Otaviano e Abilio, por razões diversas, estarão unidos no palanque do candidato a presidente da extrema direita bolsonarista, o senador Flávio Bolsonaro (PL). Será interessante ver o esforço para emplacar este discurso de “entregas” na defesa de Flávio Bolsonaro, que fez um mandato pífio de Senador da República, com muito blábláblá ideológico para capturar o eleitorado conservador e poucos resultados concretos.

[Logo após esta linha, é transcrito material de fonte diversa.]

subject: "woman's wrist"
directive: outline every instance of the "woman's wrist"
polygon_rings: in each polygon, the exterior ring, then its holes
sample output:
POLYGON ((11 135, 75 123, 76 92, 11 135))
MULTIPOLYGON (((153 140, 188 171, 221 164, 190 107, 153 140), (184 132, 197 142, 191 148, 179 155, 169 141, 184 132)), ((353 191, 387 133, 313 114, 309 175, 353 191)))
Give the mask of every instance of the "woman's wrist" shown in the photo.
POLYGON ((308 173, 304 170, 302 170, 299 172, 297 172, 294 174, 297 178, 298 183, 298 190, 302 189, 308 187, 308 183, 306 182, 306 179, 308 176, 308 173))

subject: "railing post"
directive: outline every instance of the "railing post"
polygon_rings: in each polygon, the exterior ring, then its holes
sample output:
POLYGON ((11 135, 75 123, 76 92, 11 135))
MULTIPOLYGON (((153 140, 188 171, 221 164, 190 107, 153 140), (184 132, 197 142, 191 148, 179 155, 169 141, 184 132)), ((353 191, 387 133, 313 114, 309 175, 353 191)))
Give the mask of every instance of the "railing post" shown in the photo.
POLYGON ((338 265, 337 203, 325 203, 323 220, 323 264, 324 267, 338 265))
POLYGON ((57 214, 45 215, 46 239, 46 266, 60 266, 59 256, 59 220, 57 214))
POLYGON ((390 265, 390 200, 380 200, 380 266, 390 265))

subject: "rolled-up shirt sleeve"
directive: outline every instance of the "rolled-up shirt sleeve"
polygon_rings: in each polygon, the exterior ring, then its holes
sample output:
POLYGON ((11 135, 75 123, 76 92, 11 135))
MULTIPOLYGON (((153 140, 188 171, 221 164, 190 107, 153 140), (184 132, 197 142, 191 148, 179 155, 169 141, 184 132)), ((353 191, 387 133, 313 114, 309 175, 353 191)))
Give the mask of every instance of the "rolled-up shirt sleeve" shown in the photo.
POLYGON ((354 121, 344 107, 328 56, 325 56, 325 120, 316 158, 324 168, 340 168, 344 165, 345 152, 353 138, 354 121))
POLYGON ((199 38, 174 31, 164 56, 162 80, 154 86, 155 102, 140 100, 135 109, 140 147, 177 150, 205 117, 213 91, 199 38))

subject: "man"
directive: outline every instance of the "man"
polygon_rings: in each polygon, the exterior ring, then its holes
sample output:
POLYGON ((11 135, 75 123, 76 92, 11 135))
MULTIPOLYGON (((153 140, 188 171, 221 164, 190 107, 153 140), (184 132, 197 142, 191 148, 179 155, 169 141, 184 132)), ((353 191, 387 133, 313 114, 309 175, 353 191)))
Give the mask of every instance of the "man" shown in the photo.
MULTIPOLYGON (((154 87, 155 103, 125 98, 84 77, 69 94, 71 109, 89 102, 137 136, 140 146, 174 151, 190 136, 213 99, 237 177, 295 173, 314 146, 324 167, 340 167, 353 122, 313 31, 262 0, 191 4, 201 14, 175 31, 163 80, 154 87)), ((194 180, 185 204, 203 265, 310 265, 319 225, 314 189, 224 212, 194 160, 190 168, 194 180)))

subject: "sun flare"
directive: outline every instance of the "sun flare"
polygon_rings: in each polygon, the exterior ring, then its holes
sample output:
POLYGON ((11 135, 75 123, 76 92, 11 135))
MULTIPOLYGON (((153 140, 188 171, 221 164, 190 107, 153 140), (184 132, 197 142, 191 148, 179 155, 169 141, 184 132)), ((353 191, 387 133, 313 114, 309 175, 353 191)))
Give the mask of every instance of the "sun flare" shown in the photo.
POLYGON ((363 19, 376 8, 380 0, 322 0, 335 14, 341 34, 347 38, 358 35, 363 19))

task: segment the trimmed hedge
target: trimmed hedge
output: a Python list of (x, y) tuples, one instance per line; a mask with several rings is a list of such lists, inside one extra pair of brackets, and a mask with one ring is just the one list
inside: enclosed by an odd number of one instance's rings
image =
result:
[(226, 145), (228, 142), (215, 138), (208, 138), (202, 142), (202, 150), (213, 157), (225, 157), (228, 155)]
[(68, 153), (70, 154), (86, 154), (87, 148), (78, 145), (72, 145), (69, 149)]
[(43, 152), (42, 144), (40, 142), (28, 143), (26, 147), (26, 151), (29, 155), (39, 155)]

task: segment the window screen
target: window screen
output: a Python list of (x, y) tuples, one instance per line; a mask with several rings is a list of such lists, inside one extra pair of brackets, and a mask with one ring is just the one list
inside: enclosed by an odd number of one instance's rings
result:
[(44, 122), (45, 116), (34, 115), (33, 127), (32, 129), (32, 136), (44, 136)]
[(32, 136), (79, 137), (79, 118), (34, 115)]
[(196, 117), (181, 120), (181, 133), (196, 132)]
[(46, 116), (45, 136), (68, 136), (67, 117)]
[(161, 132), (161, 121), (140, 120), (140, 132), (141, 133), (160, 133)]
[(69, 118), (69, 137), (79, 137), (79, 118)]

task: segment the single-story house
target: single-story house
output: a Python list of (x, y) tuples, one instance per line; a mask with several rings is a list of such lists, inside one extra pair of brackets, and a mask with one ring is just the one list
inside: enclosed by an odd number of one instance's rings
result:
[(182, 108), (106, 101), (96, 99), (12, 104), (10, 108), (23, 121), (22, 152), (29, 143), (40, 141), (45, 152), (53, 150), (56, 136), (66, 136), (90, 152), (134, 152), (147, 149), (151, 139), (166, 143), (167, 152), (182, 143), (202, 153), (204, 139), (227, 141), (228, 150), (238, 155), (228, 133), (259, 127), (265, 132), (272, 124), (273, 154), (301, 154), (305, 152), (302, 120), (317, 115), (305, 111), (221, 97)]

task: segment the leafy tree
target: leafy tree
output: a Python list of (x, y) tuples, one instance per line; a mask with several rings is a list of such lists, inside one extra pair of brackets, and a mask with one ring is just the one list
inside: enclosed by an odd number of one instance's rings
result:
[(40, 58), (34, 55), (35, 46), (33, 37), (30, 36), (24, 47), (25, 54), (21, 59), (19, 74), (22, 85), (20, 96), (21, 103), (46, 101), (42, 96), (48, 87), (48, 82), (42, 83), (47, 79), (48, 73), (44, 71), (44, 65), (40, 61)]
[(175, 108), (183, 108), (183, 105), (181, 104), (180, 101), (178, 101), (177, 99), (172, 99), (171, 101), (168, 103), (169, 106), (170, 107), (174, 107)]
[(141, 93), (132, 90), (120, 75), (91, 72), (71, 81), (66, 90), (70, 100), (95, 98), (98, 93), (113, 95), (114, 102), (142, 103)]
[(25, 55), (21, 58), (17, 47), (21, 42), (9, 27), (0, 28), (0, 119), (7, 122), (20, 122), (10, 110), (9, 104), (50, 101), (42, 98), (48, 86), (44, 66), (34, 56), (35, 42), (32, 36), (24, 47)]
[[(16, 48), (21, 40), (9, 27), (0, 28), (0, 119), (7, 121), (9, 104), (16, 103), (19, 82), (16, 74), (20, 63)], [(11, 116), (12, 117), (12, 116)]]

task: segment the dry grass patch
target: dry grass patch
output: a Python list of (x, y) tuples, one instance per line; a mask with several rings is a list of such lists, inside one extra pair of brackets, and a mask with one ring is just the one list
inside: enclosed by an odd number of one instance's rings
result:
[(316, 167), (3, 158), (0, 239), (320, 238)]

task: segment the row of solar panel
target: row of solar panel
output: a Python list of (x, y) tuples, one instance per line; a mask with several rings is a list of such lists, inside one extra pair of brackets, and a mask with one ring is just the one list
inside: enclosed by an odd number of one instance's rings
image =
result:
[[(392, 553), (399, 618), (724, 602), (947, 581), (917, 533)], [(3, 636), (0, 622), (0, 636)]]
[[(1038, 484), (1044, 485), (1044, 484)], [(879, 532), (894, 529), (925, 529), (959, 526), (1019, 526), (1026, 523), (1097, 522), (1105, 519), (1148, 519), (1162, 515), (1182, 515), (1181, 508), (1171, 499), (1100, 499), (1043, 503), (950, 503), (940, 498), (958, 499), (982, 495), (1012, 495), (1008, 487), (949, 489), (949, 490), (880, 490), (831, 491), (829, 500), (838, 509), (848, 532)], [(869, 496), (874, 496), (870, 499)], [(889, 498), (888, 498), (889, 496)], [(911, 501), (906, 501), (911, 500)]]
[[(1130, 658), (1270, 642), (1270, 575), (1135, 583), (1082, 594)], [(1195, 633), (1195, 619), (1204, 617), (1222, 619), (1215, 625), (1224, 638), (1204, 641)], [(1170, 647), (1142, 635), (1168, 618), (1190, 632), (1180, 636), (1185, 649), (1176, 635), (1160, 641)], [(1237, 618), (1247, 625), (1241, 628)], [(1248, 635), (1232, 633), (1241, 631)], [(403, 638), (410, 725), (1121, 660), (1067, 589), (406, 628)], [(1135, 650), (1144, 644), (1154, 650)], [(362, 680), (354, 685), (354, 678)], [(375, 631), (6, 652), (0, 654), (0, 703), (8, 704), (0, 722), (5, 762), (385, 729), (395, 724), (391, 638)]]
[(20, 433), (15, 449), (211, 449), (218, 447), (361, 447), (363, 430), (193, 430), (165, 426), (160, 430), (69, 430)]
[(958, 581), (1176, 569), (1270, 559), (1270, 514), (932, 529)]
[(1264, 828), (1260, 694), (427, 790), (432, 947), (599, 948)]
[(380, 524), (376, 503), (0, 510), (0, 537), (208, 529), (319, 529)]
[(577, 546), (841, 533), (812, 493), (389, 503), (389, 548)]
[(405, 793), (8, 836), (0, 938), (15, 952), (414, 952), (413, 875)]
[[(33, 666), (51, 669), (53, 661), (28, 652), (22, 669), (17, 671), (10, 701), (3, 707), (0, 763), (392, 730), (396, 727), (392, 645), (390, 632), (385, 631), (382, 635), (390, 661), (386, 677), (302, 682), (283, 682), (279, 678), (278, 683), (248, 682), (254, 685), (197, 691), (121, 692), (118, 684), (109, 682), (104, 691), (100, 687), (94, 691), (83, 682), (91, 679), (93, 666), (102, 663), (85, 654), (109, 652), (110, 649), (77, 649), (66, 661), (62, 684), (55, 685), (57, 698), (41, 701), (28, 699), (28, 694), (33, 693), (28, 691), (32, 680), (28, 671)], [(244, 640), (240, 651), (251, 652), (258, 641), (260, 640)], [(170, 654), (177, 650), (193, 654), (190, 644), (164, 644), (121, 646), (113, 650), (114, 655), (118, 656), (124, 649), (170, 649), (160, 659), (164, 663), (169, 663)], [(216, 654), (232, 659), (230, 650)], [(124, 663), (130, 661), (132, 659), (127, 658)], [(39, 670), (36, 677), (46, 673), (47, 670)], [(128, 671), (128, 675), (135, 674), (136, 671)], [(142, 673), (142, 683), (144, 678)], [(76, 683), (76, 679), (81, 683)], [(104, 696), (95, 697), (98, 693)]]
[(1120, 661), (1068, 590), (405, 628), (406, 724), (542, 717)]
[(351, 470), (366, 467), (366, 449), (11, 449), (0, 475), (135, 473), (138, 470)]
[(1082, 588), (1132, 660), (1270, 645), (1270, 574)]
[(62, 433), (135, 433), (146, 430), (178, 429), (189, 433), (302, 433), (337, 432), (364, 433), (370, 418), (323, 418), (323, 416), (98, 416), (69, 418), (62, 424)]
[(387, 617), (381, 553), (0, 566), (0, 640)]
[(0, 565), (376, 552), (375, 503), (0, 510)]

De fato, a “entrega” que Flávio Bolsonaro pode ostentar nesta eleição é a favor de Trump e dos interesses dos Estados Unidos. Durante sua participação, no último mês de março, na CPAC (Conferência de Ação Política Conservadora) no Texas, Flávio Bolsonaro — que se apresenta como pré-candidato à Presidência — afirmou que “o Brasil é a solução para que os Estados Unidos quebrem a dependência da China em minerais críticos”. Para os brasileiros essa fala é uma “entrega” dos interesses do Brasil aos interesses dos Estados Unidos.

Para os críticos a fala é uma marca de “entreguismo” da família Bolsonaro. Eles argumentam que o senador Flávio Bolsonaro ofereceu as riquezas nacionais como “moeda de troca” por apoio político internacional, o que fere a soberania nacional.